Kendime yiyecek bir şeyler sipariş verdim ve oturdum. Acaba Jungkook'u arayıp söylemem gerekiyor mu? Yok yaa ne gerek var zaten şirkette değil.

Gelen yemeğimi yemeğe koyuldum. Ağzıma son lokmayı da attım ki telefonum çalmaya başladı. Siktir! Jungkook arıyordu

Ağzımdaki lokmayı acele ile bitirdim ve telefonu açtım.

- Alo
- Yoongi, neredesin?
- Ben mi? Eee şeydeyim ben

Hemen kalktım ve acele ile hesabı ödedim.

- Ben lavaboya inmiştim de hemen geliyorum.

- Emin misin?

- Eve-

Sanki taşa çarpmıştım. Kafamı kaldırdığımda Jungkook'u görmem bir oldu. Evet şu an yakalanmış bulunmaktayım. Alırım bir alkış

"Çişini sen buraya mı yaparsin Yoongi?"
Jungkook'un yine yüz kasları gerilmişti. Sinirli olduğu bariz belliydi. Onu daha çok dalga geçen yüzüyle görmeye alıştım. En son böyle bana işten kovuldugum gün bağırdığında böyle sinirliydi.
Hadi ama sırf yemek yedim diye beni azarlayamaz değil mi?!

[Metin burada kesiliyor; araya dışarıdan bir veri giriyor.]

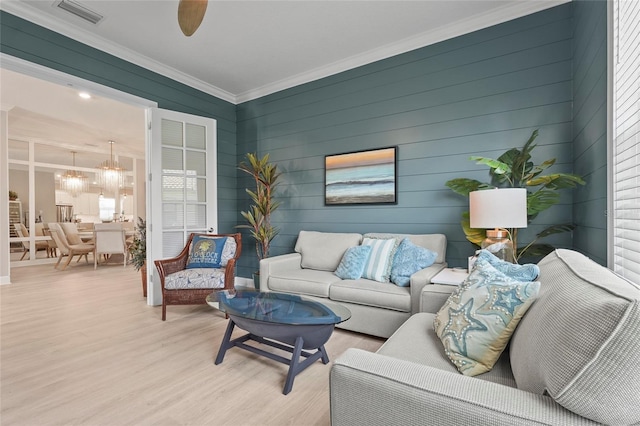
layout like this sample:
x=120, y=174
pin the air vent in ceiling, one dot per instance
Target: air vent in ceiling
x=79, y=10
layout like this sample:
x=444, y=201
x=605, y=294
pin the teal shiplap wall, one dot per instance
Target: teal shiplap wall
x=33, y=43
x=590, y=127
x=478, y=94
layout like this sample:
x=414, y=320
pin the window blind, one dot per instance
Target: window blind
x=626, y=138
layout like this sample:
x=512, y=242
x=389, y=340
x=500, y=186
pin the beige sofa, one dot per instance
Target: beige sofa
x=377, y=308
x=573, y=360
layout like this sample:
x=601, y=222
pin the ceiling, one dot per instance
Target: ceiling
x=242, y=50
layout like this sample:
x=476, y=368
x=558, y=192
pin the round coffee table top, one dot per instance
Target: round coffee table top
x=279, y=308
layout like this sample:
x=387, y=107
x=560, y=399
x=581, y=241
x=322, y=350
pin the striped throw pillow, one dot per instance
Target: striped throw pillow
x=378, y=266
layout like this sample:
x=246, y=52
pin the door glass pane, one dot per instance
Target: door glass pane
x=196, y=216
x=171, y=132
x=172, y=188
x=172, y=215
x=196, y=136
x=172, y=161
x=196, y=189
x=196, y=162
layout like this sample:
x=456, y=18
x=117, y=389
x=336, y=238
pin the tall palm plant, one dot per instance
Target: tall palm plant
x=258, y=217
x=514, y=169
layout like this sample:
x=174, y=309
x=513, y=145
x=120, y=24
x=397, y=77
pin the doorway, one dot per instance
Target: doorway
x=50, y=132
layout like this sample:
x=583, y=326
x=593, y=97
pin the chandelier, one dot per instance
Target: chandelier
x=110, y=175
x=73, y=181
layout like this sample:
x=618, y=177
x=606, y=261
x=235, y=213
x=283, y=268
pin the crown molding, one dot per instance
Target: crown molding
x=506, y=13
x=465, y=26
x=31, y=14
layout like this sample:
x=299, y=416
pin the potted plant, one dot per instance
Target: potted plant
x=138, y=252
x=258, y=217
x=514, y=169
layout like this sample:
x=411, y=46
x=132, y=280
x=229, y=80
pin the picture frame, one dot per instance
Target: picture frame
x=361, y=177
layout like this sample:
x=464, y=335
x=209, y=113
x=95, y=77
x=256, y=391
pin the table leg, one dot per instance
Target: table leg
x=325, y=357
x=293, y=365
x=226, y=342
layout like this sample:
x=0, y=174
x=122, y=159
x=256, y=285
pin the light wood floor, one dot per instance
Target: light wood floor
x=81, y=347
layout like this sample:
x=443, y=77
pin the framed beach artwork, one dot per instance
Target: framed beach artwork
x=363, y=177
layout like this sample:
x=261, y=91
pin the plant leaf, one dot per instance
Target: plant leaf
x=464, y=186
x=497, y=167
x=556, y=229
x=557, y=181
x=541, y=200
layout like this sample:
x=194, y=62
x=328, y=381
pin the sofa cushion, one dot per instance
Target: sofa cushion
x=205, y=252
x=478, y=319
x=408, y=260
x=580, y=342
x=323, y=251
x=528, y=272
x=353, y=262
x=437, y=243
x=372, y=293
x=303, y=281
x=416, y=341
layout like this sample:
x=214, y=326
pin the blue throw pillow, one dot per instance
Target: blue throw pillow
x=478, y=319
x=352, y=264
x=525, y=273
x=206, y=252
x=408, y=260
x=378, y=266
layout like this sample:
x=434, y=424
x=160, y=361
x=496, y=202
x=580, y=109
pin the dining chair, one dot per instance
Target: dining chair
x=109, y=239
x=67, y=249
x=74, y=235
x=23, y=232
x=52, y=247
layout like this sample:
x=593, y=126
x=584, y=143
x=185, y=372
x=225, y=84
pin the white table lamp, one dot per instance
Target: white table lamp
x=499, y=209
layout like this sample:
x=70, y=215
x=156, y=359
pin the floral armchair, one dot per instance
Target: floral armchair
x=206, y=263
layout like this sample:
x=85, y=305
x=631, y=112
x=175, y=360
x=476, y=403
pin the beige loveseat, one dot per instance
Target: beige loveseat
x=573, y=360
x=377, y=308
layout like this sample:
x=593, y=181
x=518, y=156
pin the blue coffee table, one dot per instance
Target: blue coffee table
x=288, y=322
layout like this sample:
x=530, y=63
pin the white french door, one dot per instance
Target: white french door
x=181, y=187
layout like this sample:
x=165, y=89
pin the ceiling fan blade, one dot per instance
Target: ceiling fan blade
x=190, y=15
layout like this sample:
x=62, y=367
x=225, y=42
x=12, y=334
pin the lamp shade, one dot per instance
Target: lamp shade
x=498, y=208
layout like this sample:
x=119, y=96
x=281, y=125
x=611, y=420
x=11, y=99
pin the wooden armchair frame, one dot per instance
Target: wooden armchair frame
x=193, y=296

"Neden yalan söylüyorsun Yoongi?"

"Buradan lavaboya, oradan odaya gelecektim de. O yüzden öyle dedim yani"

Yüzümdeki sıcaklığı hissedebiliyordum.
Hayır yani bence kızarmasam iyi yalan söylerim. Tek kusur kızarmak.

"Oradan bakınca aptal gibi mi gözüküyorum Yoongi? Ahh, gerçekten dalga mı geçiyorsunuz benimle?!"

Çoğul eki kullandığına göre başkasına sinirlenmiş şu an bana patlıyordu. Ohh çok güzel. Her sinirlendiğinde bana gel kız.

Böyle burada atarlı giderli konuştuğuma bakmayın. Şu an karşısında süt dökmüş kedi gibiyim.(Bu tabir ona çok uydu, kendisi de biliyor kedi olduğunu)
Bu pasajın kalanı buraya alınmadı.